Em 1949, um Albert Einstein de 70 anos disparou uma mensagem para Glyn Davys, pesquisador de radares que vivia na Inglaterra. Mas o assunto não era radar nem física — eram pássaros e abelhas e a forma como esses animais se orientam.

A carta foi publicada no início no Journal of Comparative Physiology A, depois de ser compartilhada com a equipe de pesquisa pela viúva de Glyn, Judith Davys. Serve para lembrar que as buscas de Einstein iam além do espaço-tempo; ele estava interessado nas inúmeras maneiras pelas quais a física afetava o mundo ao seu redor. (Claro, Einstein tinha muitos pensamentos além da física. O cientista também encontrou tempo para escrever sua famosa crítica ao capitalismo, um ensaio intitulado “Por que o socialismo?”)

Os pensamentos de Einstein sobre a física animal surgiram após conversas com o pesquisador austríaco-alemão das abelhas e ganhador do Prêmio Nobel Karl von Frisch, que deu uma palestra sobre os animais na Universidade de Princeton no mesmo ano em que a carta foi escrita. O texto da breve carta é o seguinte:

Caro senhor:

Estou bem familiarizado com as admiráveis ​​investigações do Sr. v. Frisch. Mas não consigo ver uma possibilidade de utilizar esses resultados na investigação sobre os fundamentos da física. Isso só poderia ser o caso se um novo tipo de percepção sensorial, resposta de seus estímulos, fosse revelado através do comportamento das abelhas. É pensável que a investigação do comportamento das aves migratórias e dos pombos-correio possa, algum dia, levar à compreensão de algum processo físico ainda não conhecido.

Atenciosamente,

Albert Einstein.

Carta datada de 18 de outubro de 1949 pelo professor Albert Einstein da Universidade de Princeton para o Sr.
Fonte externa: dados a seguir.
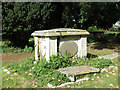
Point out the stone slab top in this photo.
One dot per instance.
(60, 32)
(77, 70)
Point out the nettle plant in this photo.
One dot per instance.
(45, 72)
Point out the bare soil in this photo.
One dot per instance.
(15, 57)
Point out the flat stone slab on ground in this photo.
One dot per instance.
(77, 70)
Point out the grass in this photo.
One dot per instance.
(25, 80)
(105, 80)
(100, 49)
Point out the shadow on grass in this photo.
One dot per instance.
(103, 45)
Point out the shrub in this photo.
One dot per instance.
(46, 72)
(116, 29)
(57, 61)
(20, 19)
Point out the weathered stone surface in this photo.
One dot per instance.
(49, 42)
(60, 32)
(77, 70)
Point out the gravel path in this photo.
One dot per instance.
(111, 56)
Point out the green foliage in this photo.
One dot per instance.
(5, 44)
(20, 19)
(57, 61)
(8, 48)
(39, 70)
(90, 40)
(46, 72)
(95, 62)
(114, 29)
(93, 28)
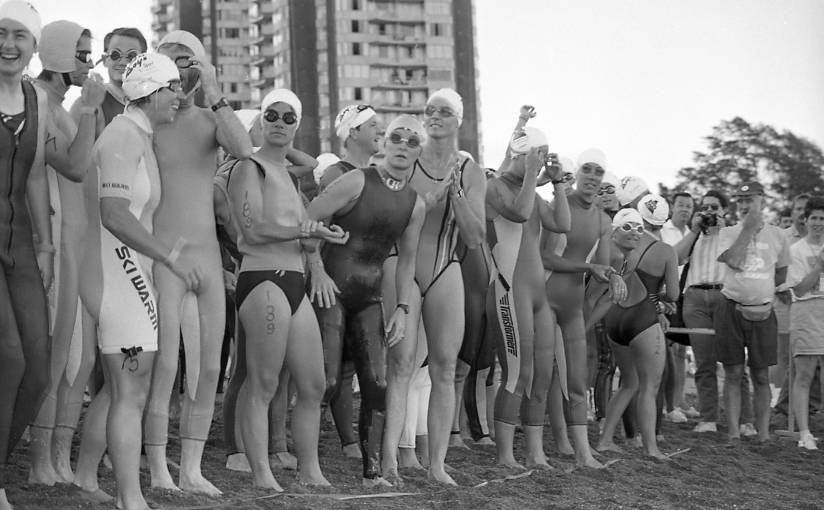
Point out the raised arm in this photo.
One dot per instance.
(468, 204)
(231, 135)
(337, 197)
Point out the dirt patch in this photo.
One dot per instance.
(709, 475)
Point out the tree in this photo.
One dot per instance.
(737, 151)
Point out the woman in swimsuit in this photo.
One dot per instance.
(636, 328)
(277, 317)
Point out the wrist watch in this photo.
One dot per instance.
(220, 104)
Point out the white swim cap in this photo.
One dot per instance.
(593, 155)
(624, 216)
(405, 122)
(325, 160)
(452, 98)
(282, 96)
(630, 188)
(611, 179)
(530, 137)
(186, 39)
(25, 14)
(351, 117)
(58, 46)
(247, 117)
(148, 73)
(654, 209)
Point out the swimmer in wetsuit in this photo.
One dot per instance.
(356, 126)
(278, 320)
(453, 189)
(565, 290)
(187, 156)
(527, 346)
(122, 46)
(126, 313)
(62, 45)
(379, 210)
(636, 328)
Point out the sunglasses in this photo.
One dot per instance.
(626, 227)
(116, 56)
(83, 56)
(413, 142)
(273, 116)
(184, 62)
(443, 111)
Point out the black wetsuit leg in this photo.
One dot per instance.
(365, 341)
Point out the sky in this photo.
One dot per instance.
(643, 80)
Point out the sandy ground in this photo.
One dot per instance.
(707, 473)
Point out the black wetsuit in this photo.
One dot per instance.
(355, 322)
(24, 322)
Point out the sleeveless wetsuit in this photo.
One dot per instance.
(355, 322)
(24, 360)
(128, 311)
(434, 260)
(624, 323)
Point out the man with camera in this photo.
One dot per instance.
(756, 255)
(702, 293)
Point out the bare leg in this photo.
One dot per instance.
(266, 320)
(304, 357)
(198, 409)
(129, 391)
(170, 291)
(443, 320)
(732, 394)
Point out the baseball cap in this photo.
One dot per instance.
(630, 188)
(748, 189)
(148, 73)
(58, 44)
(654, 209)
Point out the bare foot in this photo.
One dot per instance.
(43, 475)
(352, 451)
(456, 441)
(198, 485)
(266, 481)
(440, 476)
(283, 460)
(238, 462)
(393, 478)
(313, 480)
(371, 483)
(609, 446)
(96, 495)
(511, 464)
Glyn (escrito Sr. Ghyn [sic]) Davys na Inglaterra com referência ao trabalho de Karl von Frisch e a percepção sensorial dos animais. Imagem: Dyer et al. 2021, J Comp Physiol A / Universidade Hebraica de Jerusalém
Na carta, Einstein se refere à pesquisa de abelhas de von Frisch como “admirável” e sugeriu que estudar a percepção animal poderia oferecer dicas para uma nova física. Era uma troca de ideias entre acadêmicos.

Karl von Frisch com duas de suas abelhas. Foto: Wikimedia Commons

“Sete décadas depois que Einstein propôs que uma nova física pudesse vir da percepção sensorial animal, estamos vendo descobertas que impulsionam nossa compreensão sobre navegação e os princípios fundamentais da física”, disse Adrian Dyer, pesquisador da RMIT University em Melbourne, Austrália, e principal autor do artigo, em um comunicado de imprensa da universidade. A equipe de Dyer analisou documentos que confirmaram que Einstein conheceu von Frisch pessoalmente após a palestra de 1949.
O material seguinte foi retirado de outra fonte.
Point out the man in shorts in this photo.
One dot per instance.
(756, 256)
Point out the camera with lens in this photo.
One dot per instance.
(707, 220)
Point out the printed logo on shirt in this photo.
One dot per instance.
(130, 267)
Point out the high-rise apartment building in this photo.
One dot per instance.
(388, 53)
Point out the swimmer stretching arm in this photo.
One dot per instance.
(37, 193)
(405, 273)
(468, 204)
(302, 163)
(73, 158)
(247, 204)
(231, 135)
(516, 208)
Hoje, sabemos que a navegação animal realmente envolve um aspecto fascinante da física. As tartarugas marinhas orientam-se detectando campos magnéticos. Os pássaros fazem algo semelhante em um processo que parece envolver o entrelaçamento quântico — um conceito físico descoberto por Einstein — e os gatos têm uma compreensão rudimentar da física, embora isso não os impeça de sentar dentro de caixas que não existem.